Gaining Ground Gathering to Focus on Sustainability

by Errol Castens/NEMS Daily Journal

OXFORD – Two people with deep knowledge of food and farming will keynote “Setting the Table,” Gaining Ground Sustainability Institute of Mississippi’s fourth annual conference, this weekend in Oxford.

Mark Winne, a longtime activist and advocate for community food system issues, is the author of “Closing the Food Gap: Resetting the Table in the Land of Plenty” and “Food Rebels, Guerilla Gardeners, and Smart Cookin’ Mamas: Fighting Back in an Age of Industrial Agriculture.”

Winne supports public control of food policy.

“Private charities and local farms are only part of the solution,” he wrote in his second book. “As good food citizens, we need to speak up for policies and practices that promote a just and sustainable food system for all.”

Mary Berry, the daughter of author Wendell Berry, is executive director of the Berry Center in New Castle, Ky. The Center’s work aims largely at economics and permaculture that not only preserve farmland but farmers, too.

“We’re losing farmers in the middle,” Mary Berry said, noting that both tiny farms and giant ones are growing in number. “We have overfarmed places, but where I live – and I suspect in Mississippi, too – we also have places that are underfarmed.

“We have to stop being idealistic – or flat stupid – about what it takes to run a successful farm. We have to understand what farming is that does as little harm as possible, that provides an economy that farmers can live in and plan their next year on.”

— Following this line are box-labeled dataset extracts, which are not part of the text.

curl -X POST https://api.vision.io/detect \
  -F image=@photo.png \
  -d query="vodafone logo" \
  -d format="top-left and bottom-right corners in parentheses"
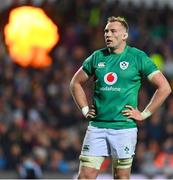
top-left (104, 72), bottom-right (118, 85)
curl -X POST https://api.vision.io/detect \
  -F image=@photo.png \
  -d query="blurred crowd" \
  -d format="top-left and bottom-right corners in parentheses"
top-left (0, 0), bottom-right (173, 178)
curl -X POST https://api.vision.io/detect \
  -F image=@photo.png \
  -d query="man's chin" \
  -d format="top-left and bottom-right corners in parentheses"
top-left (107, 46), bottom-right (116, 52)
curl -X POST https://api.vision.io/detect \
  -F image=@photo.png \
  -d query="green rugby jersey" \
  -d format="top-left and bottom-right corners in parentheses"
top-left (83, 45), bottom-right (158, 129)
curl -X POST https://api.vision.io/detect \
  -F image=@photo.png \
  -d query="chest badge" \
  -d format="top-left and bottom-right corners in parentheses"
top-left (98, 62), bottom-right (105, 68)
top-left (120, 61), bottom-right (129, 70)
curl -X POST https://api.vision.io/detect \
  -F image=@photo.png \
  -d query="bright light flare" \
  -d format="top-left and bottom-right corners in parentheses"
top-left (4, 6), bottom-right (60, 68)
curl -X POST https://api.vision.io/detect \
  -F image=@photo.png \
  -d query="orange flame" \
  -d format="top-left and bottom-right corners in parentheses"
top-left (4, 6), bottom-right (60, 68)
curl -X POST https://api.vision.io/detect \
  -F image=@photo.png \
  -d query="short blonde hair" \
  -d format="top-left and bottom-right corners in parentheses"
top-left (107, 16), bottom-right (129, 32)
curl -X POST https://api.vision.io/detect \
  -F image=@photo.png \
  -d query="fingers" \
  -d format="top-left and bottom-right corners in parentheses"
top-left (86, 105), bottom-right (96, 118)
top-left (125, 105), bottom-right (134, 110)
top-left (122, 105), bottom-right (134, 118)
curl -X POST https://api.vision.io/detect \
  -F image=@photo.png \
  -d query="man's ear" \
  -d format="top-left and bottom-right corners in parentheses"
top-left (123, 32), bottom-right (128, 39)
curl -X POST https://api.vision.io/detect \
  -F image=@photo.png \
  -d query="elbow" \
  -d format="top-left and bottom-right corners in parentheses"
top-left (167, 85), bottom-right (172, 96)
top-left (69, 80), bottom-right (74, 93)
top-left (163, 84), bottom-right (172, 96)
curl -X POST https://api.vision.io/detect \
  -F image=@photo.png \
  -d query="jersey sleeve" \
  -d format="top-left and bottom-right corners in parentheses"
top-left (141, 53), bottom-right (158, 77)
top-left (82, 54), bottom-right (94, 76)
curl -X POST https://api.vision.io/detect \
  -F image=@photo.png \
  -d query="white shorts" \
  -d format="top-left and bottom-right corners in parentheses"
top-left (81, 126), bottom-right (137, 159)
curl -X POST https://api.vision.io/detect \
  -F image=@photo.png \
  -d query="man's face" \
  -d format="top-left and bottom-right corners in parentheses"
top-left (104, 21), bottom-right (127, 49)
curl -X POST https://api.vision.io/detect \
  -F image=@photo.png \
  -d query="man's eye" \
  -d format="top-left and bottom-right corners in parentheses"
top-left (111, 29), bottom-right (117, 33)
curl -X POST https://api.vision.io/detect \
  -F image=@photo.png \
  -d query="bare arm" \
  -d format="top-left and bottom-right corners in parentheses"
top-left (70, 67), bottom-right (89, 109)
top-left (123, 72), bottom-right (171, 120)
top-left (146, 72), bottom-right (171, 113)
top-left (70, 67), bottom-right (95, 118)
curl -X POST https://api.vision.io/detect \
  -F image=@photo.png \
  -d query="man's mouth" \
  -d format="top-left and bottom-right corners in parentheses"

Friday’s Food Summit will be at the Powerhouse Community Arts Center. Sessions will focus on health, local food systems, Winne’s look at food policy, local and regional economies and partnerships and Berry’s “Living Well without Doing Harm.”

On Saturday the Sustainability Conference a few blocks west to Oxford-University United Methodist Church, will have additional presentations by Berry and Winne. Nearly two dozen hands-on workshops will offer information from seed saving and preserving the harvest to natural homemade cleaners and herbal remedies.

Sunday morning’s optional tours include farms, gardens and sustainably built homes.